Minnesota Lieutenant Governor Peggy Flanagan demanded immediate answers. “We deserve to know what happened,” he said, joining voices questioning how multiple deaths could accumulate in such a short time within the same facility.
The case that struck the Cuban community the most is that of Geraldo Lunas Camposaged 55, died January 3 in federal custody at that same facility. For days, his family accepted the official version that it was a suicide attempt. However, that account collapsed when a preliminary autopsy report concluded that he had died of asphyxiation and that his death should be classified as a homicide.
According to information released by The Associated Pressthe autopsy indicates asphyxia due to compression of the neck and chest. An eyewitness stated that he saw several guards struggling with the Cuban, already handcuffed, and one of them applying a strangulation key to him while Lunas Campos repeated that he couldn’t breathe. A few minutes later, his body stopped moving.
This revelation has strengthened calls for the center’s immediate closure. Texas Democratic congresswoman Verónica Escobar warned that two deaths in one month highlight a serious deterioration of internal conditions and recalled that Camp East Montana is managed by Acquisition Logistics LLC, a private company with no previous experience in managing detention centers, benefited from a contract worth more than 1,200 million dollars.
Common Dreams points out that ICE inspectors themselves found dozens of violations of federal rules months ago, including medical malpractice, lack of security protocols and obstacles for detainees to communicate with their lawyers.
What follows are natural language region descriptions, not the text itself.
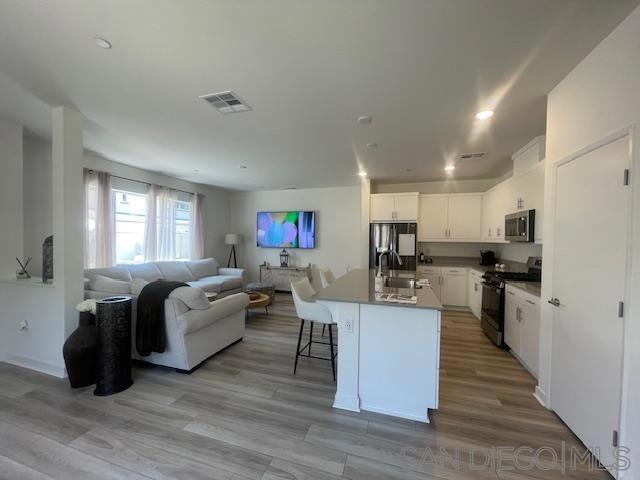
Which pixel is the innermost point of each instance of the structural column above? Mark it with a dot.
(68, 216)
(11, 198)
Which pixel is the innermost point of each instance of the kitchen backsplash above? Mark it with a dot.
(515, 252)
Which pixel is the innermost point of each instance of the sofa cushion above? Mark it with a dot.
(137, 284)
(206, 267)
(194, 298)
(148, 271)
(175, 271)
(117, 273)
(100, 283)
(194, 320)
(217, 284)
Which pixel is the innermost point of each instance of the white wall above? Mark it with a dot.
(446, 186)
(338, 230)
(600, 97)
(10, 198)
(37, 198)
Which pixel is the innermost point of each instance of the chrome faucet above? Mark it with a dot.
(384, 252)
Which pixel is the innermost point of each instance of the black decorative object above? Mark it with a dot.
(284, 258)
(80, 352)
(113, 319)
(47, 259)
(23, 273)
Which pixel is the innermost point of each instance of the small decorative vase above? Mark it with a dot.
(80, 352)
(114, 345)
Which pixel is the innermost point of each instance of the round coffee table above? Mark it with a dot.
(262, 301)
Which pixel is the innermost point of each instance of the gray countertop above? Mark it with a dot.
(532, 288)
(358, 286)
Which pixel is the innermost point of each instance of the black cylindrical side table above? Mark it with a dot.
(113, 319)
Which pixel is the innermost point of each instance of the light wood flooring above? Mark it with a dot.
(243, 415)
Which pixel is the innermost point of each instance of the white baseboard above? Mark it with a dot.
(541, 396)
(347, 402)
(394, 413)
(38, 365)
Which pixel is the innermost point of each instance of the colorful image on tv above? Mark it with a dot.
(286, 229)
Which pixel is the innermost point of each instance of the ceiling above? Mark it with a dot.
(420, 68)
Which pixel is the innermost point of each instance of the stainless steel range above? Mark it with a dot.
(493, 293)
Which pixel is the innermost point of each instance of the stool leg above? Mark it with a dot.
(295, 365)
(333, 360)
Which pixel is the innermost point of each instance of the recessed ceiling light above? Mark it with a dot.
(102, 42)
(484, 114)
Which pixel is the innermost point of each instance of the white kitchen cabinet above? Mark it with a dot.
(434, 275)
(522, 327)
(401, 207)
(450, 217)
(454, 287)
(475, 292)
(382, 208)
(433, 217)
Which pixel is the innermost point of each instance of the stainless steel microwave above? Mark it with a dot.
(519, 226)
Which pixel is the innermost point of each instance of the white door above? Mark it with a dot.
(590, 243)
(406, 207)
(454, 290)
(433, 212)
(465, 217)
(382, 208)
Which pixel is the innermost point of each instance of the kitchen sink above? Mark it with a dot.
(401, 282)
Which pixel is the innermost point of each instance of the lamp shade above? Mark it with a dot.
(232, 239)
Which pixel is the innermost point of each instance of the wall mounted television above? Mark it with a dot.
(292, 229)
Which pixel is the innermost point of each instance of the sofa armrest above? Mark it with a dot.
(234, 272)
(194, 320)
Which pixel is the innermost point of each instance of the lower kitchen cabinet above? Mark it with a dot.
(454, 287)
(522, 327)
(449, 284)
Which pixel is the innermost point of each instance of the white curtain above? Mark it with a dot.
(151, 225)
(166, 215)
(197, 226)
(99, 235)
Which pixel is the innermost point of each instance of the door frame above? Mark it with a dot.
(544, 392)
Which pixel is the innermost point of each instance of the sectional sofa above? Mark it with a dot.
(193, 335)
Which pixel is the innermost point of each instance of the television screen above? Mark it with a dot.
(286, 229)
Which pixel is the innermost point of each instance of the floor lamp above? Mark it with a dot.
(232, 239)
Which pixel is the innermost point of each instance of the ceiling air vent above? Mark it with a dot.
(226, 102)
(469, 156)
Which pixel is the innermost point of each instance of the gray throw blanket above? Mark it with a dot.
(151, 334)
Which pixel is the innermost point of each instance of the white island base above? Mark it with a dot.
(388, 358)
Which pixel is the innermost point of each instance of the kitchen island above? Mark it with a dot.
(388, 353)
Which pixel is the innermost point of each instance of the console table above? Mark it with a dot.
(282, 277)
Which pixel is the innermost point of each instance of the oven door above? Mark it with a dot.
(492, 315)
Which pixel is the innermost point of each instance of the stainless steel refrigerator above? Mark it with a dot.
(400, 237)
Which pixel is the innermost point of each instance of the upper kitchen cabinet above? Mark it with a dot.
(394, 207)
(523, 191)
(433, 217)
(450, 217)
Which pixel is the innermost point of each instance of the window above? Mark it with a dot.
(130, 216)
(130, 227)
(183, 230)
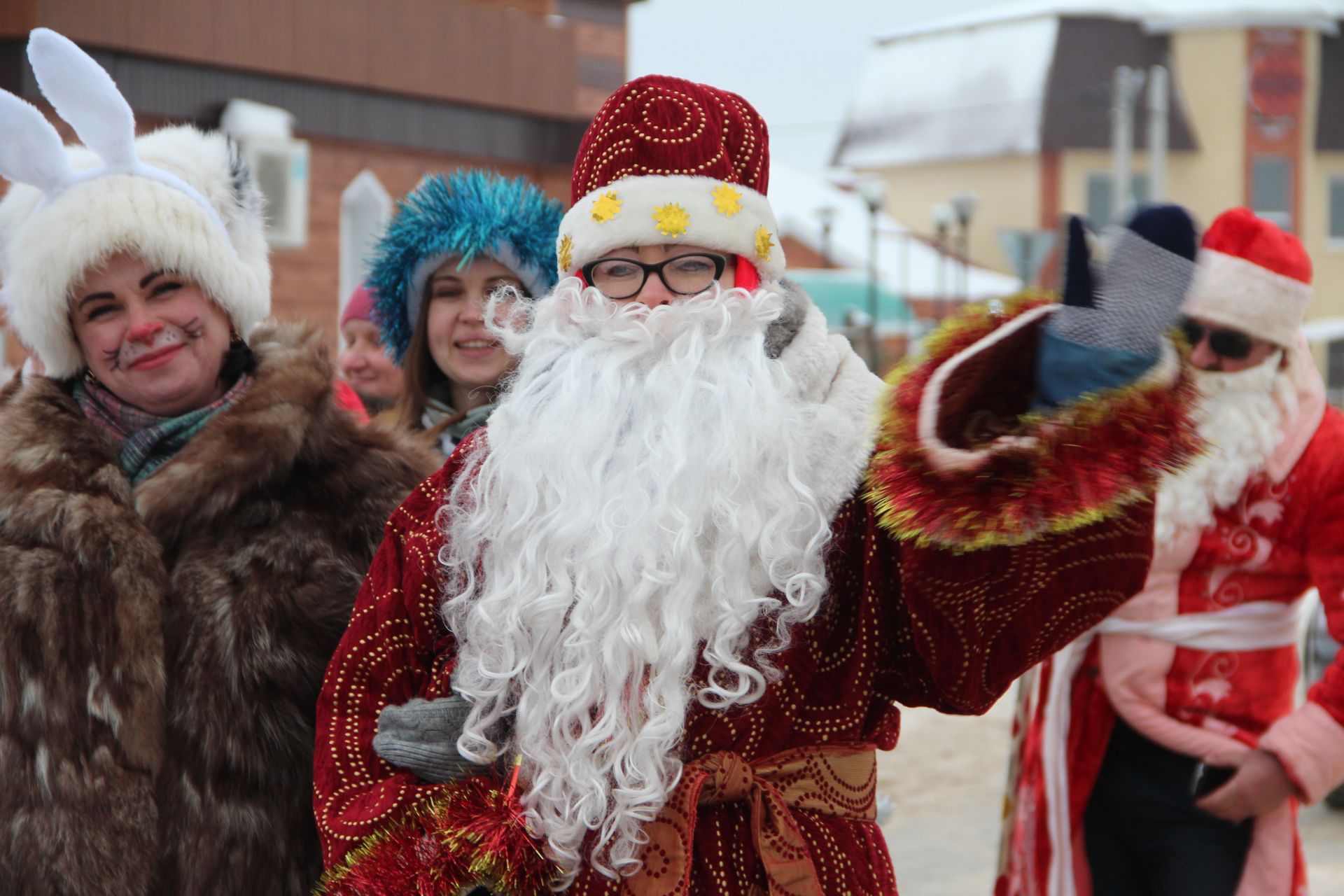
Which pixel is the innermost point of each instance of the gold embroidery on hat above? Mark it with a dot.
(606, 207)
(764, 244)
(672, 220)
(566, 253)
(727, 200)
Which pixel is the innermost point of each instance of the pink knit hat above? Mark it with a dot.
(359, 307)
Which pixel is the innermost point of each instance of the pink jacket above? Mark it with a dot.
(1282, 538)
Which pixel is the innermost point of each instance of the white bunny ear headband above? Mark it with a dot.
(85, 96)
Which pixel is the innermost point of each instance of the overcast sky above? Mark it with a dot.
(796, 61)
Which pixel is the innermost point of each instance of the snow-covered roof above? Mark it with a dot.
(1324, 330)
(952, 94)
(906, 265)
(1155, 15)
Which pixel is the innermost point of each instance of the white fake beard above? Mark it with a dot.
(1241, 418)
(640, 503)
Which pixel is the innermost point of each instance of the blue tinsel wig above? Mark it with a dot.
(464, 216)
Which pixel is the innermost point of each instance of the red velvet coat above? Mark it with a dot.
(899, 625)
(924, 626)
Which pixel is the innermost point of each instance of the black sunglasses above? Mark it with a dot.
(1226, 343)
(687, 274)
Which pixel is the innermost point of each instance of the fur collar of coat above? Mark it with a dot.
(164, 645)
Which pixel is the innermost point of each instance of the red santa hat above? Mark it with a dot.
(1253, 277)
(668, 160)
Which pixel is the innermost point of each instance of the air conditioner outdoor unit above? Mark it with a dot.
(281, 171)
(279, 163)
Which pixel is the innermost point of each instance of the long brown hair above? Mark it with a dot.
(421, 375)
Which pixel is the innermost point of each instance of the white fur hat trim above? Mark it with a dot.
(1243, 296)
(651, 210)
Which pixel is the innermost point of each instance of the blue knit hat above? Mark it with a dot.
(464, 216)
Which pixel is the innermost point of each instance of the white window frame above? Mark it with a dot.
(362, 195)
(1332, 244)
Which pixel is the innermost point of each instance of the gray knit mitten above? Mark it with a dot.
(421, 736)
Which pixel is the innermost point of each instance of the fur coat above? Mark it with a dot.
(163, 645)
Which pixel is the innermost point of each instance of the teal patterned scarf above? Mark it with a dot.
(146, 442)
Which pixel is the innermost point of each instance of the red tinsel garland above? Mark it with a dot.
(1089, 460)
(472, 836)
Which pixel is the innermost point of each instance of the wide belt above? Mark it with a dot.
(834, 780)
(1256, 625)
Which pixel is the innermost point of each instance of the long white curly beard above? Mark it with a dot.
(1241, 418)
(640, 503)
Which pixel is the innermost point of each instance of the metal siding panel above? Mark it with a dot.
(454, 50)
(187, 93)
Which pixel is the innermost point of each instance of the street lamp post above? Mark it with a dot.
(944, 216)
(964, 206)
(827, 216)
(874, 191)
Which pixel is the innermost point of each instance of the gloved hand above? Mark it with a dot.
(421, 736)
(1110, 326)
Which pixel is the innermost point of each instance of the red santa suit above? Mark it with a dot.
(958, 558)
(1203, 660)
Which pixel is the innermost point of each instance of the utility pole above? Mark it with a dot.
(1124, 92)
(1159, 105)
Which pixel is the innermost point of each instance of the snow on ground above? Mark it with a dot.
(946, 783)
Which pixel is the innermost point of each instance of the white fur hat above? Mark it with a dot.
(179, 198)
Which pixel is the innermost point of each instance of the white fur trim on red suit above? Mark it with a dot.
(1241, 295)
(953, 460)
(638, 211)
(50, 246)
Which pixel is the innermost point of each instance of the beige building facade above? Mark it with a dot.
(1021, 117)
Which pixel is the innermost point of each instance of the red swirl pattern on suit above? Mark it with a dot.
(901, 624)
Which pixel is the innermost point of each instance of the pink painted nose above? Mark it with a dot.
(146, 332)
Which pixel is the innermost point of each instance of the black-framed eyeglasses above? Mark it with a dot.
(687, 274)
(1225, 343)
In this context, the Cuban’s death does not appear as an isolated event, but as part of a broader pattern.
A month before Lunas Campos, Francisco Gaspar Andrés, a 49-year-old Guatemalan immigrant, also died in that center, whose death was attributed by ICE to “natural” causes. Now, with a medical examiner indicating homicide in the Cuban case and another death still to be clarified, the doubts increase.
For many migrant families, inside and outside the United States, fear is not abstract. It’s concrete. It is the fear that a loved one will enter a detention center and not come out alive. As a former National Nurses United consultant summed it up quoted by Common Dreams“ICE detention centers are functioning as death camps.”